The widespread use of TLS has led to a lot of efforts from the community to make the TLS certificate ecosystem more democratic, transparent and economically feasible. Some efforts worth mentioning are the introduction of (1) ACME (specifically Let’s Encrypt) [6] that allows valid certificates to be issued for free and removes the need for human intervention for certificate issuance and (2) the CT standard, which states that all compliant certificates must be published to append-only public servers so that any mis-issuance is promptly discovered, thus can be revoked.

This work presents an audit on the evolution of the certificate ecosystem over the last 8 years by using two sets of a large corpus of certificates; certificates collected from full IPv4 scans [20] from 2013 to 2021 and certificates logged in Google operated Certificate Transparency Logs till February 2021.

We make the following contributions. First, we explore how the overall validity of certificates has changed over time across most end-user applicable root stores. We observe that while the percentage of valid certificates has improved, a large portion of certificates are still invalid.

Second, we show that the use of template certificates to create new certificates has led to certificates presenting invalid extension data. Some certificates using template certificate fail to update key components in a certificates, which are supposed to be unique such as subjectKeyIdentifier and ct_precert_scts fields resulting in incorrect usage of these extensions.

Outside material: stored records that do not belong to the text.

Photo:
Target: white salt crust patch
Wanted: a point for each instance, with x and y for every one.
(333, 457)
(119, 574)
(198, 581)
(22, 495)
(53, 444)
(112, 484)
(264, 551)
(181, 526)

Third, we show how the TLS certificate ecosystem has evolved over the past 8 years. We show that the overall security of certificates such as key strength has improved, and the ecosystem has become more centralized over time with a small number of CAs issuing a large percentage of total certificates.

2 Background

TLS Certificates: A TLS certificate binds a subject (domain) to a public key. These certificates are usually issued and signed by Certificate Authorities (CAs) once it successfully vets the subject. Thus, certificates usually have a certificate chain rooted in a widely-trusted set of root certificates, which are self-signed.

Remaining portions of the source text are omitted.